ドレス作りに集中してる彼女の後姿を見ながらほっこりしてるうちに夕食を用意する時間になって、今日はなんだかさっぱりしたものが食べたいということでそうめんになった。絵里奈と玲那の方もそうめんにしてた。でもこっちは、付け合わせがプチトマトと煮干しになるのがいつものパターンだった。沙奈子ならもっといろんな工夫ができそうなんだけど、なんとなくそうめんっていうとこの組み合わせになるらしい。たまに煮干しだけで食べたくなるからそれもあるのかもしれない。


「でも、二人でそうやって煮干しを食べてる様子を見てると、父娘だなあって思いますよ。なんかそっくりで」


絵里奈がくすくすと笑いながらそう言う。そうかなあ。そんなに似てるかなあ。


沙奈子を見ると彼女も僕を見てて、なんだかちょっとくすぐったいような感じがしてしまった。叔父と姪だから似てても不思議じゃないんだろうけど、父と娘に見えるって言われるのは素直に嬉しい。僕ももう、この子のことは自分の娘だって思ってるから。


夕食の後はお風呂でのんびりする。昼の水浴びは楽しい感じでも、やっぱりあったかいお風呂は落ち着きたいなあ。
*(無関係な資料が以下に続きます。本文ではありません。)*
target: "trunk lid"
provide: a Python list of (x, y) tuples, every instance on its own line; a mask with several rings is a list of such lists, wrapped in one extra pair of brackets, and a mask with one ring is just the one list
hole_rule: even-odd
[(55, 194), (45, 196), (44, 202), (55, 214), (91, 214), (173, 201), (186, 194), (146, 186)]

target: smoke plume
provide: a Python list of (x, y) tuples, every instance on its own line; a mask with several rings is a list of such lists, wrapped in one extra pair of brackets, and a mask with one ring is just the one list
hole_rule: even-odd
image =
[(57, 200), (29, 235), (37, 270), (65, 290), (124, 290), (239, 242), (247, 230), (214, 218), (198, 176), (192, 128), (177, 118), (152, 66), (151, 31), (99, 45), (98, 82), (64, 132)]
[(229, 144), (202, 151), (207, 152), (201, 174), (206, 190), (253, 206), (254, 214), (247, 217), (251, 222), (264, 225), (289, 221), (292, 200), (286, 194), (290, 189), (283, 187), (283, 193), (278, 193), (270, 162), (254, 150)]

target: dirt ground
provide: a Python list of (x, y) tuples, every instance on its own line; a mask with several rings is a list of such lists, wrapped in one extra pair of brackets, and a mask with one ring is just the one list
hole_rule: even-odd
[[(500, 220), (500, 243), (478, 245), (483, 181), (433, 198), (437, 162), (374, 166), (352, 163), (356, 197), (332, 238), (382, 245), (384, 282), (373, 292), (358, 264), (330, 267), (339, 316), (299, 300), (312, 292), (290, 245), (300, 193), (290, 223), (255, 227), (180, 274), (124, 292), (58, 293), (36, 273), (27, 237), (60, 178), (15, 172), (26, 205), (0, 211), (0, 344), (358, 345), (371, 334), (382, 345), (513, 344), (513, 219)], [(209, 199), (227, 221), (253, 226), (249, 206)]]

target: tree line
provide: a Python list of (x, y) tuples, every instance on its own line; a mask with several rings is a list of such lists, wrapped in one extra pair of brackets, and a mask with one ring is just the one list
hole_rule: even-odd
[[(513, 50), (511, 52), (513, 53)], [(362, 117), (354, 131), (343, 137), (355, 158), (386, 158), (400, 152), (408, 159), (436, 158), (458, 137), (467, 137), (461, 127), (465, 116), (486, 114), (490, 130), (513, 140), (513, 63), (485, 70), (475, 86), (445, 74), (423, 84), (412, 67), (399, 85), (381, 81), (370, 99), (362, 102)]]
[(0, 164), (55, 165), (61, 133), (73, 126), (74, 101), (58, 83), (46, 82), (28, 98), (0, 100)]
お風呂の後で寛いでると沙奈子が眠そうにし始めたから、今日は早めに寝ることにした。夜の九時過ぎに寝るなんていうのも、さすがに以前は考えられないことだったのに、今じゃ十時には寝てるのが当たり前になってしまった。


横になった途端に寝息を立て始めた沙奈子を胸に抱いて寝る。最近は熱帯夜が続いてるからエアコンは朝までつけっぱなしだ。それは去年もそうだったけどね。それに防犯の点でも窓を開けては寝られないからさ。